A withered bloom, a fallen petal, a bye-gone

delight of luminous color, once brightly shone

under Southern skies, radiant ‘neath the

warming comfort of the sun’s rays.

Now its glory is dimmed by time, as seasons

come, fade away, thus beckoning the chill of

winter’s night, ‘til Spring ushers in

a dawning new day.

Yet, I recall the infant beauty of said flower,

in its youth, how it blossomed in full maturity

to dazzle the eye and nose of all, with

its splendor and fragrant prime.

Memories linger long of such wonder, yearning

to see life’s cycle renew, but frigid winds

and blankets of snow lurk about, as

clock and calendar keep pace with Father Time.

I did my best, oh for sure, to raise and nurture

my bright little ones, free from

choking weeds and grasses, sparing them

from the ‘bugs’ of life.

Then my pendulum of thought swings to

recollections of how friends, past and present, how so

like they are to the fragile bloom, prone to

wilt asunder time’s varied knife.

Ah, too often we become careless, negligent, taking all

for granted, our prosperity looms all about, but then

the newness and zeal for long-labored joys drift away

thorns and thistles spring up, choke, abound.
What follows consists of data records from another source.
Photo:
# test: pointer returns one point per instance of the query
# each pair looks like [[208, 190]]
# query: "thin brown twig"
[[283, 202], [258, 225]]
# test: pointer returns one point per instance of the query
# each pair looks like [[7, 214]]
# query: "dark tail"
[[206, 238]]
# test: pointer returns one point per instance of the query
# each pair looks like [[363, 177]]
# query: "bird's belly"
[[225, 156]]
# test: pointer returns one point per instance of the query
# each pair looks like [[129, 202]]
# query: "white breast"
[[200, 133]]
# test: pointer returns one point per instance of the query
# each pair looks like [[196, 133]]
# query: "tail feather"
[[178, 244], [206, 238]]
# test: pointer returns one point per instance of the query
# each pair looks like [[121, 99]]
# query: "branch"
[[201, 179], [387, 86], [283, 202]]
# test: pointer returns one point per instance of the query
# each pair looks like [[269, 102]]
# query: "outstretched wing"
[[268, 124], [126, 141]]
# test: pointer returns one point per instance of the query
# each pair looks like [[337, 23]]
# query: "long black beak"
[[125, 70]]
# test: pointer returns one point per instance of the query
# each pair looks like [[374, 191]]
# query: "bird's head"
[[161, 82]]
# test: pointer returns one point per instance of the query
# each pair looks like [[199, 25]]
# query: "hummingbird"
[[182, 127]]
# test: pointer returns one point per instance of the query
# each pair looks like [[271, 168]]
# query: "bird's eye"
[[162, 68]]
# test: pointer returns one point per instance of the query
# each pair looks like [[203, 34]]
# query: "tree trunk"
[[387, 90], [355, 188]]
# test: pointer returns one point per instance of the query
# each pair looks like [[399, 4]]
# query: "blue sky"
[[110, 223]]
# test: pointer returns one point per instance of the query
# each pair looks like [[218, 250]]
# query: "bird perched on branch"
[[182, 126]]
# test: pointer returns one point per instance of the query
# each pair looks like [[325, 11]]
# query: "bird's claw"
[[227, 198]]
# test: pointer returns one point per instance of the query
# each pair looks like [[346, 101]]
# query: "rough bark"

We take for granted all we need is hard work to

obtain, not maintain, a most dreadful mistake ever

silence of hand and a closed mouth

Does not nurture anything sound.

A withered bloom, a mum friend, victims alike in time passing

similar indeed both are, each requiring

a master ‘gardener’s’ hand constant, a heart and

mind devoted to love’s task.

What a shame to replace nature’s beauty

with bouquets of papered sticks and too

come to realize similarly, friendships of yore

became oddly shaped, mysterious, papered masks.